16 November 2015
ByAppeared in BioNews 828
The US Food and Drug Administration (FDA) has sent warning letters to three gene-testing companies over the marketing and selling of what it claims are direct-to-consumer (DTC) gene-testing products without its approval.
The FDA said it was concerned about the potential public health consequences of test results.
Mr Eric Pahon, press officer at the FDA said that while the agency acknowledged that consumers are interested in information about genetic risks for disease, there were grounds for concern regarding the DTC tests.
'[The FDA] believes that certain types of tests are being appropriately offered through the DTC model, but others may need to demonstrate that they are safe and effective and that appropriate controls are in place to mitigate risks,' Pahon said.
The FDA said that the tests in question meet the criteria of a medical device and therefore require approval. Letters were sent to DNA4Life, DNA-cardioCheck and Interleukin Genetics and stated that the FDA does not hold an approval for the tests in question. The companies must either provide evidence that approval has been given, or explain why the tests should not be considered products requiring approval.

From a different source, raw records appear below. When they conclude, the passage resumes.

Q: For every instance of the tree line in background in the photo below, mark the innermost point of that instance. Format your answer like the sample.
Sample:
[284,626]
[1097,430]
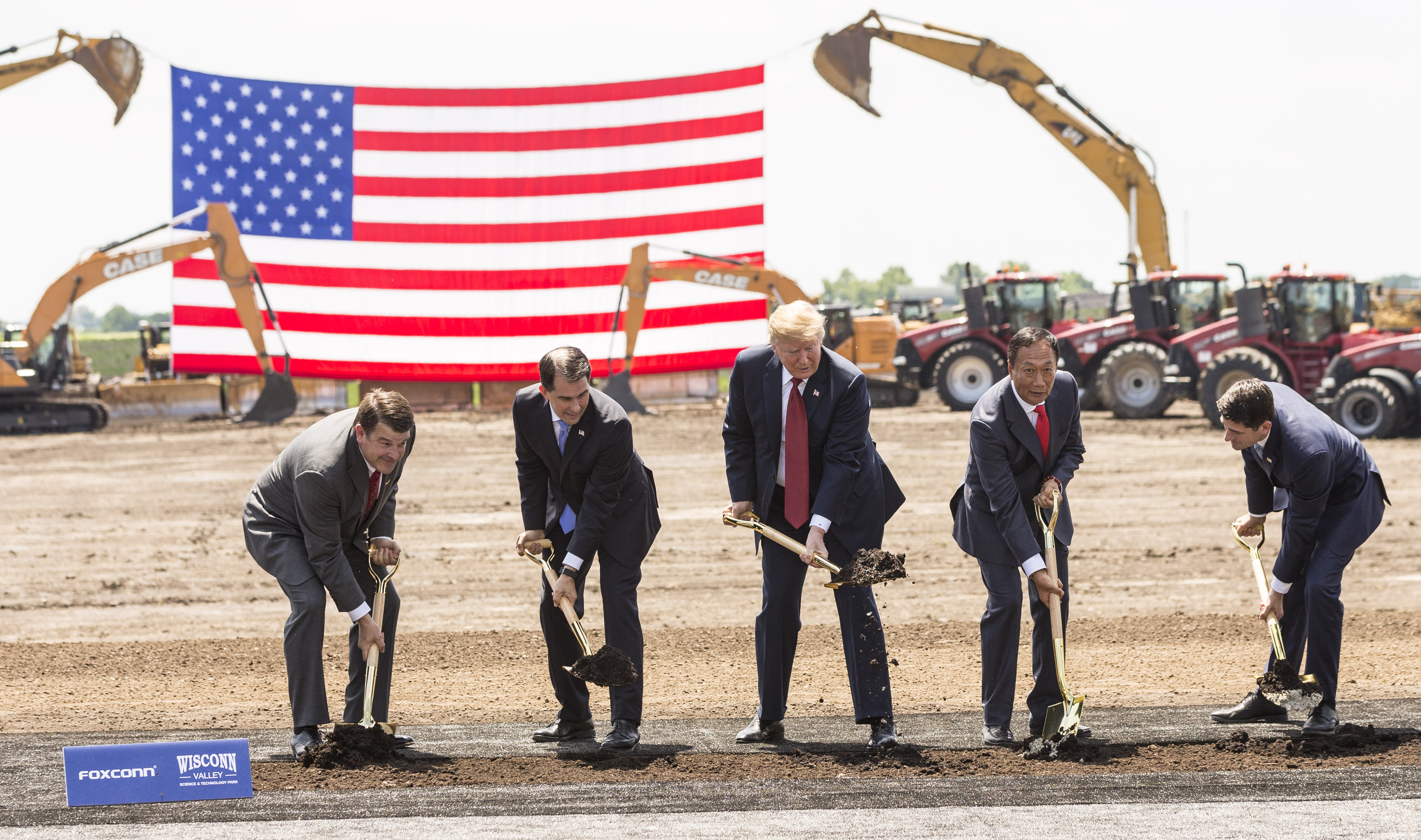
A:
[860,292]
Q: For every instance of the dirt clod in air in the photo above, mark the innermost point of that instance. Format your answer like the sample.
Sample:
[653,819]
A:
[351,747]
[872,566]
[1284,687]
[607,667]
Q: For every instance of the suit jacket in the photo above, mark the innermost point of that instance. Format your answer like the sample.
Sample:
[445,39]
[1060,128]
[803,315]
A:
[599,474]
[306,515]
[849,484]
[994,514]
[1311,465]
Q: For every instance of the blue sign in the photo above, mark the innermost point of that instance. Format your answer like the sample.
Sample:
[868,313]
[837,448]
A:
[172,771]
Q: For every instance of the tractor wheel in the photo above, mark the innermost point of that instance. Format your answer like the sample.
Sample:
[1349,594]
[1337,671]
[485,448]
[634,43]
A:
[1369,408]
[1228,369]
[966,371]
[1130,381]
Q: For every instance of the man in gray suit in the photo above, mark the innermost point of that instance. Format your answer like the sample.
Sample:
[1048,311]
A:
[309,522]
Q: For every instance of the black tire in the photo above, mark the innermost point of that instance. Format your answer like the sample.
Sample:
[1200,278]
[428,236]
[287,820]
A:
[1130,381]
[1230,367]
[966,371]
[1370,408]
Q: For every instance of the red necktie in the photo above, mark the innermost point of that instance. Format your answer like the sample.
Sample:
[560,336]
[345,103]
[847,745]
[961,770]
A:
[796,458]
[1043,430]
[373,494]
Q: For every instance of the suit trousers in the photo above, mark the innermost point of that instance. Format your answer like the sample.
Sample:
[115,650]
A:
[1312,607]
[778,626]
[621,623]
[1002,636]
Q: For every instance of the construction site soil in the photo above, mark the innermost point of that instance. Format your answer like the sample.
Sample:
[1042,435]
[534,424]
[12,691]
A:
[130,600]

Both DNA4Life and Interleukin Genetics have said that they do not believe they needed FDA approval to sell the test. DNA4Life has also argued that its test is 'physician-integrated', meaning that patients are required to share test results with a physician. There is some concern, however, over how patients will interpret test results to make decisions about the drugs they are taking, reports Reuters.
The FDA has previously warned several companies about the marketing of DTC gene tests. Among these is the gene testing company 23andMe, which discontinued the marketing of its health-related DTC genetic testing service in 2013 after being ordered to do so by the FDA (see BioNews 733).
The company has recently relaunched revised tests with FDA approval that will show carrier data for 36 genetic diseases, as well as predisposition tests for trait and wellness characteristics (see BioNews 825).
However, previous reports offering indications of adverse drug reactions and risk for common disorders with a genetic component were discontinued due to lack of approval by the FDA. The agency said that that the test results had low reliability, that test results could lead to self-management of drugs and that the rates of false positives and false negatives were unknown.